L’aver immaginato questo tempo e questo spazio è il più grande merito da attribuire a Bertagna, Ceretti e Mazzucato, i quali dichiarano apertamente di riconoscere il proprio modello nella giustizia riparativa, che a sua volta trova la propria espressione più nobile nell’esperienza della Commissione Sudafricana per la Verità e la Riconciliazione.

La giustizia riparativa, infatti, non si accontenta delle sentenze bensì ha l’ambizione di offrire qualcosa di più, in primo luogo alle vittime dei reati ma anche ai loro autori: un’occasione per superare insieme, aldilà dei ruoli processuali e nella relazione dialogica, le conseguenze generate dal reato. Nel caso del confronto fra i protagonisti della lotta armata l’ambizione era ancora più alta, perché a contrapporre le parti in gioco non era e non è semplicemente un conflitto, ma un «dissidio» vero e proprio, vale a dire un conflitto «irriducibile».

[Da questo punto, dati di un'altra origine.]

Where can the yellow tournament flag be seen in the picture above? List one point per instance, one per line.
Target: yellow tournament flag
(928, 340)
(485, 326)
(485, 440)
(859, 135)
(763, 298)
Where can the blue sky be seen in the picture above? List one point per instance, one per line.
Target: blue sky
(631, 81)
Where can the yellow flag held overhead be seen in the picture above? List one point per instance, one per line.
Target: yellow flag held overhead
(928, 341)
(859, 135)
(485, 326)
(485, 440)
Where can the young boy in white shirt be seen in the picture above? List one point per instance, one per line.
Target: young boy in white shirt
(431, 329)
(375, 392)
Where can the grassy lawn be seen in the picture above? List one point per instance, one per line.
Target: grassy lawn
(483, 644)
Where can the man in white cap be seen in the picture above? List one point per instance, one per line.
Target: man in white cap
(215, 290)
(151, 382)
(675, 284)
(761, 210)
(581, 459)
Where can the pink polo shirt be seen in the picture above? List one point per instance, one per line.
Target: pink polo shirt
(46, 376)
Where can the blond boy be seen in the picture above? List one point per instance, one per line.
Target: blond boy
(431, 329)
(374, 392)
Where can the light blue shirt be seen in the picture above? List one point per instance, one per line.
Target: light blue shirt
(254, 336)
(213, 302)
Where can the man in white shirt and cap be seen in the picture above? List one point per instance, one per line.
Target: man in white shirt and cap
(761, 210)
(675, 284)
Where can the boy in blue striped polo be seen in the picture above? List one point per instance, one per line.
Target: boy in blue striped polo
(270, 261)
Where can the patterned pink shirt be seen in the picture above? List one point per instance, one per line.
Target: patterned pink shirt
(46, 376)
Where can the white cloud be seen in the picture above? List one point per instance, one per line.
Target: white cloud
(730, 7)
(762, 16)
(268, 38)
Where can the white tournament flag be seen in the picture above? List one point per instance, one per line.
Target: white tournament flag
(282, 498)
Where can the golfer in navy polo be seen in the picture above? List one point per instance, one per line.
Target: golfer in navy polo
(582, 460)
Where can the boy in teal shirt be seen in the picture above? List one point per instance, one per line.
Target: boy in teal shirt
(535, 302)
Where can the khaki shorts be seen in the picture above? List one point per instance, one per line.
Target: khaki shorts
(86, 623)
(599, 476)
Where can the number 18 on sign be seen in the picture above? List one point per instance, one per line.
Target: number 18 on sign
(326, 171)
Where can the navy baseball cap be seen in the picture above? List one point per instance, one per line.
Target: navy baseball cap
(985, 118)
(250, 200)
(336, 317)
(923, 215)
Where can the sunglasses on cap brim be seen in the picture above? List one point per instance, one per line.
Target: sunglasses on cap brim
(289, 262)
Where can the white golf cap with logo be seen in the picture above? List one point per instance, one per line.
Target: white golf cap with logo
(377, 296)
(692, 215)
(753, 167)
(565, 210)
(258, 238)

Nessuno era in cerca di perdono, non interessava ai curatori del libro procurarlo né i responsabili lo chiedevano; e neppure la riconciliazione, a ben vedere, doveva essere per forza l’esito degli incontri, il cui fine ultimo risiedeva piuttosto in una «ricomposizione» delle memorie e dei punti di vista in virtù della quale a ciascuno fosse dato quantomeno di essere ritenuto legittimato a parlare e di essere ascoltato.

Un fragile equilibrio

Sembra forse poco, ed è invece moltissimo: un «compromesso» virtuoso, un equilibrio fondato sull’apertura di nuove possibilità, «fragile» e «insicuro» come tutto ciò che richieda cura e come ogni proiezione sul futuro lo è per definizione (nelle parole di Claudia Mazzucato e di Federica Brunelli, quest’ultima in un testo contenuto in Giustizia riparativa, a cura di Grazia Mannozzi e Giovanni Angelo Lodigiani, di recente pubblicazione dal Mulino). Solo il futuro, dunque, potrà dire se questo equilibrio, che il lavoro testimoniato dal Libro dell’incontro è riuscito a creare, saprà anche perdurare. Il libro dell’incontro dimostra che un’esperienza di giustizia, diversa quella ordinaria, è sempre possibile; e costituirà un precedente di enorme valore anche politico.